Léon Trotsky : L’essence de la crise

[Naché Slovo, No. 228, 30 octobre 1915. Léon Trotsky : La Guerre et la Révolution. Le naufrage de la II” Internationale. Les débuts de la IIIe Internationale. Paris 1974 pp. 120-121]

Le motif de la crise en France est, comme nous l’avons déjà souligné, la crise politique en Russie et les difficultés ministérielles en Angleterre : à savoir la situation militaire et diplomatique des Alliés. Il s’agit ici des causes directes de la crise. Celle-ci se produit dans chaque pays selon les conditions politiques et sociales.

La crise gouvernementale en France s’explique par la contradiction fondamentale dans laquelle se trouvèrent les ministères Viviani, mais aussi dans celle du radicalisme à l’époque de l’Impérialisme actuel. Les radicaux, occupant une place prépondérante dans la vie politique après l’Affaire Dreyfus, s’appuient sur la petite- bourgeoisie urbaine et paysanne. Les intérêts impérialistes, facteur décisif dans le domaine de la politique mondiale des grandes puissances monarchistes ou républicaines, placent leurs défenseurs au sommet de la nation. En France, il s’agit de l’aristocratie financière. Les banques mobilisent les nombreux petits détenteurs d’actions étrangères. Mais la petite bourgeoisie, tout en découpant ses coupons « mondiaux », reste la petite bourgeoisie. Elle prend un pourcentage élevé, mais elle a peur de risquer, regarde avec méfiance les « aventures mondiales » qui sentent le sang et la fumée et qui, par-dessus tout, coûtent très cher. Donc la petite bourgeoisie envoie des radicaux au Parlement. Sa dépendance vis-à-vis du grand capital trouve son expression politique dans les relations extérieures et souligne sa totale soumission aux financiers impérialistes. Les radicaux ont la majorité absolue à l’Assemblée : ils font et défont les ministères. Mais ils sont absolument impuissants devant les problèmes internationaux où la France doit se débattre en tant que grande puissance capitaliste. La politique extérieure n’est plus l’affaire de gouvernements isolés, mais celle de grandes coalitions. Ceci a encore plus diminué la possibilité d’action du radicalisme dans le domaine de la politique étrangère. Le ministère responsable doit sauvegarder les relations internationales et en rendre compte devant l’Assemblée. Le journal Information a très justement rappelé que Delcassé fut toujours un solitaire. Non seulement il gardait un silence exagéré vis-à-vis de la majorité radicale du Parlement, mais il ne communiquait à ses collègues du ministère que ce qu’il voulait bien. Les ministres successifs devaient accepter la politique de Delcassé, et le radicalisme, puissant par le nombre mais en fait sans aucune vigueur, devait entériner les décisions de ce dernier.

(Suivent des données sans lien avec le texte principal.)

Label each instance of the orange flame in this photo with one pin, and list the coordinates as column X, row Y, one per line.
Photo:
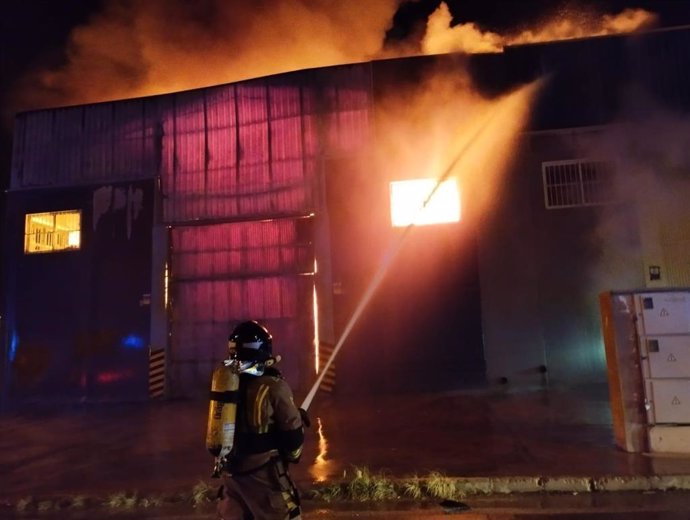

Cette situation devint encore plus frappante le second jour des hostilités. Le ministère radical-socialiste Viviani se cherchait des « appuis solides » parmi les cercles capitalistes et dans F « appareil » administratif militaire. Les conséquences en furent l’instauration de la censure. La haute bourgeoisie capitaliste se réconciliait avec un ministère de concentration de la « gauche ». La guerre a un tel effet sur les masses qu’on trouve tout naturel le voisinage de représentants de la bourgeoisie et du prolétariat. Mais parler « un libre langage » n’était plus possible aux radicaux petits-bourgeois. Le ministère adopta les vues d’une puissance impérialiste. La presse radicale ou disparut ou perdit toute originalité. Du coup le ministère profita de l’aide illimitée des journaux conservateurs ou réactionnaires connus. Mais la guerre d’usure épuisa cette combinaison politique. La guerre se prolongeait outre-mesure et prit un tournant peu satisfaisant avec l’entrée en lutte de la Bulgarie. L’aile gauche ne tarda pas à montrer son mécontentement, ce qui introduisit des éléments de discorde au sein du gouvernement. Comme l’insatisfaction de la gauche se nourrit à des sources profondes, du fait d’une guerre toujours plus pesante (et qu’il faille faire la guerre jusqu’au bout), il fallut chercher une combinaison telle qu’elle ne blessât pas les ministres socialistes – en apparence du moins – , mais qu’elle donnât pleine liberté de manœuvre à ceux qui savent ce qu’ils veulent et qui sont prêts à aller jusqu’au bout. Là est l’essence même de la crise.